If ever there was needed a proof of the immense importance, in modern warfare, of large entrenched camps with a fortress for their nucleus, here that proof is furnished. The two entrenched camps in question have not at all been made use of to the best advantage, as we may show on some other occasion. Metz has for a garrison too many troops for its size and importance, and Paris has of real troops fit for the field scarcely any at all. Still, the first of these places at present holds at least 240,000, the second 250,000 enemies in check; and if France had only 200,000 real soldiers behind the Loire, the siege of Paris would be an impossibility. Unfortunately for France, these 200,000 men she does not possess; nor is there any probability of their ever being brought together, organized and disciplined in useful time. So that the reduction of the two great centres of defence is a mere question of weeks. The army in Metz has so far kept up its discipline and fighting qualities wonderfully well, but the constant repulses it has sustained must at length break down every hope of escape. French soldiers are capital defenders of fortresses, and can stand defeat during a siege far better than in the field; but if demoralization once begins among them, it spreads rapidly and irresistibly. As to Paris, we will not take M. Gambetta’s 400,000 National Guards, 100,000 Mobiles, and 60,000 troops of the line too literally, any more than the countless cannons and mitrailleurs that are being manufactured in Paris, or the great strength of the barricades.
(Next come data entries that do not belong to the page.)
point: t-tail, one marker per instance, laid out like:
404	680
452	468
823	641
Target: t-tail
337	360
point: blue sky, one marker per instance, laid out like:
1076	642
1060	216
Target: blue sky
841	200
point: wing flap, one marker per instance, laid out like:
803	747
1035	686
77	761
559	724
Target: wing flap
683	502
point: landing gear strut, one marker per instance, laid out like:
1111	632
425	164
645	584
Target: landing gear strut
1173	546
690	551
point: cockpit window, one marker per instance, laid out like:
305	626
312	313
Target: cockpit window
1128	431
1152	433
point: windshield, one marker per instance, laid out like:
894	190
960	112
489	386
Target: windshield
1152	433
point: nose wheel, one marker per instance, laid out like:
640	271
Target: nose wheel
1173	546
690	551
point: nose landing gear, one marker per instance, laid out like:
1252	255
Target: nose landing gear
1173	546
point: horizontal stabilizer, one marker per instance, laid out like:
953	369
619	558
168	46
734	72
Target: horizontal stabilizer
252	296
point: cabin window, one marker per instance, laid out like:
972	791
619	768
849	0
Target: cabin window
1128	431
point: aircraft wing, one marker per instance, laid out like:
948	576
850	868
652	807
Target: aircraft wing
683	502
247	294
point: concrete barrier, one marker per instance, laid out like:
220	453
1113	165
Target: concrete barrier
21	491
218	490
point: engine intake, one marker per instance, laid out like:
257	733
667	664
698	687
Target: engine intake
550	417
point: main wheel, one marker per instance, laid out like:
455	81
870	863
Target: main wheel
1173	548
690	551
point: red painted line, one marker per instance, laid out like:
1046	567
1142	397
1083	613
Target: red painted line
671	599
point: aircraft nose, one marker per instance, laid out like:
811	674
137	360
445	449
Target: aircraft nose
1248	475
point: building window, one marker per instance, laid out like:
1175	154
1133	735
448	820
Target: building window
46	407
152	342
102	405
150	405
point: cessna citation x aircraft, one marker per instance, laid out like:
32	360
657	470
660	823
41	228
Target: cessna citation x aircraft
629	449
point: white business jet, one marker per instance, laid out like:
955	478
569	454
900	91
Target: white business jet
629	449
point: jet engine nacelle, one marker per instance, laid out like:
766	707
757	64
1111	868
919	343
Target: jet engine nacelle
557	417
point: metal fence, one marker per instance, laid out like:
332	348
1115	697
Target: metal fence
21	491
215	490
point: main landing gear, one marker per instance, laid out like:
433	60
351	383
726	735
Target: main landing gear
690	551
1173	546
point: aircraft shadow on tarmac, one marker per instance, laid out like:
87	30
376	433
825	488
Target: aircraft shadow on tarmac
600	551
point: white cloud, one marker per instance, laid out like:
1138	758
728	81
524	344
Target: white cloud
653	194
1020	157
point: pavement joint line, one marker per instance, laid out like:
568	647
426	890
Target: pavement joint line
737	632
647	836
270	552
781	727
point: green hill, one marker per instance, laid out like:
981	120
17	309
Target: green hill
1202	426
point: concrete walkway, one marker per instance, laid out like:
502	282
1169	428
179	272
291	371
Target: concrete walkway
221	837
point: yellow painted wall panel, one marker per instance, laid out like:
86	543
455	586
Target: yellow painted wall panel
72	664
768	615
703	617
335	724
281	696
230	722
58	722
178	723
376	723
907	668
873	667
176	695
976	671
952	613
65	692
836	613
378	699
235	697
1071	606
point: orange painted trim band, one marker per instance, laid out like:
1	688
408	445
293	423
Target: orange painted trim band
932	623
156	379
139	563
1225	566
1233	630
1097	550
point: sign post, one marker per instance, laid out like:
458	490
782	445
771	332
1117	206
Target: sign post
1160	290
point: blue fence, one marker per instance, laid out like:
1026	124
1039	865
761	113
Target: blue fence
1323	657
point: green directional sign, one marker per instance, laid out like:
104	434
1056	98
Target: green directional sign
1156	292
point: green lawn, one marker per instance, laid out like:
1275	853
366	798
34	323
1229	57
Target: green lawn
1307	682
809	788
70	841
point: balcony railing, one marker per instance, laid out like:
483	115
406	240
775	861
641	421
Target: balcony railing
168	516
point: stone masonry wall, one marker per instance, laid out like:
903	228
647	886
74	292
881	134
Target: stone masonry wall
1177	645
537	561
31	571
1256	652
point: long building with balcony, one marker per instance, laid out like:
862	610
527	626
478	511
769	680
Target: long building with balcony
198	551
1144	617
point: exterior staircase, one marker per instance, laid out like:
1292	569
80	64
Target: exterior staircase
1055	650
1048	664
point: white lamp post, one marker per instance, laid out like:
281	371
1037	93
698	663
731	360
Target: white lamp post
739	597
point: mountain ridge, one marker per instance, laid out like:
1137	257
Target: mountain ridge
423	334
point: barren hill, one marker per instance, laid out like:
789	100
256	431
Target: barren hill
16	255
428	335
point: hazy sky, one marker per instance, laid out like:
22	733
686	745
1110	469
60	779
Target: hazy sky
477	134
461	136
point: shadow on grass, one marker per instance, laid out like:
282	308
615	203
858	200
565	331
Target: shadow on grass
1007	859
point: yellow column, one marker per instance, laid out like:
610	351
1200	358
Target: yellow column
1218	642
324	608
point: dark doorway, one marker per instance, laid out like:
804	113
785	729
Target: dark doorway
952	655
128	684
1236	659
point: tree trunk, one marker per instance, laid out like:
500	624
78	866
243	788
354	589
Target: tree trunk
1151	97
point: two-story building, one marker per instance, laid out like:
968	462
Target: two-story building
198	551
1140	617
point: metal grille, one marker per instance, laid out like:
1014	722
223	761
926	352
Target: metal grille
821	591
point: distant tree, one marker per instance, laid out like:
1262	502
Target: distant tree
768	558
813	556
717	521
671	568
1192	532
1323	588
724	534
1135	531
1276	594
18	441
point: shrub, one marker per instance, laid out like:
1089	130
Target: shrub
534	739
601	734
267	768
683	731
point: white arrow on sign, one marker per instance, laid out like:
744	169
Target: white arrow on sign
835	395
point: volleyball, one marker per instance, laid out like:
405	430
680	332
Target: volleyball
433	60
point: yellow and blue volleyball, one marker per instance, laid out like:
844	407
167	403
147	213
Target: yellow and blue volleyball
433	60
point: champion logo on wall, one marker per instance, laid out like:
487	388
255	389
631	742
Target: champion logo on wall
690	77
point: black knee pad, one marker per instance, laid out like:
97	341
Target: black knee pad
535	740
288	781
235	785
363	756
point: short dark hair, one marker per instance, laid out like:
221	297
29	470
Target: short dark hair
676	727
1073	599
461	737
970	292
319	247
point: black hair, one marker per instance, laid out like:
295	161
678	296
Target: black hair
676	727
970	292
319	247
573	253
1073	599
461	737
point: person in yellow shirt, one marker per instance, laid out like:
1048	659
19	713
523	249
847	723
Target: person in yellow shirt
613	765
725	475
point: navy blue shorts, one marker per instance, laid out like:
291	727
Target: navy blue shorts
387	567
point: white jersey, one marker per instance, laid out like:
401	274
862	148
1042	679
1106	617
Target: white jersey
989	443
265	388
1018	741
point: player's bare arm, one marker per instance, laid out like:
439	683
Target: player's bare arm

But there is no doubt that there are elements enough in Paris for a very respectable defence; though that defence, by being, from the character of the garrison, necessarily passive, will lack its strongest element — powerful attacks on the besiegers.

Anyhow, it must be evident that if there was a real national enthusiasm alive among the French, everything might still be gained. While the whole forces of the invader, all but 60,000 men and the cavalry which can raid but not subdue, are laid fast in the conquered territory, the remaining five-sixths of France might raise armed bands enough to harass the Germans on every point, to intercept their communications, destroy bridges and railways, provisions and ammunition in their rear, and compel them to detach from their two great armies such numbers of troops that Bazaine might find means to break out of Metz, and that the investment of Paris would become illusory. Already at present the movement of the armed bands is a source of great trouble, though not as yet of danger, to the Germans, and this will increase as the country round Paris becomes exhausted in food and other supplies, and as more distant districts have to be placed under requisition. The new German army now forming in Alsace will probably soon be called away from any expedition towards the South by the necessity of securing the German communications and of subjecting a greater tract of country round Paris. But what would be the fate of the Germans if the French people had been stirred up by the same national fanaticism as were the Spaniards in 1808 if every town and almost every village had been turned into a fortress, every peasant and citizen into a combatant? Even the 200,000 men of the fourth battalion would not suffice to hold down such a people. But such national fanaticism is not nowadays within the habits of civilized nations. It may be found among Mexicans and Turks; its sources have dried up in the moneymaking West of Europe, and the twenty years during which the incubus of the Second Empire has weighed upon France have anything but steeled the national character. Thus we see a great deal of talking and a minimum of work; a deal of show and an almost total neglect of organization; very little non-official resistance and a good deal of submission to the enemy; very few real soldiers and an immense number of francs-tireurs.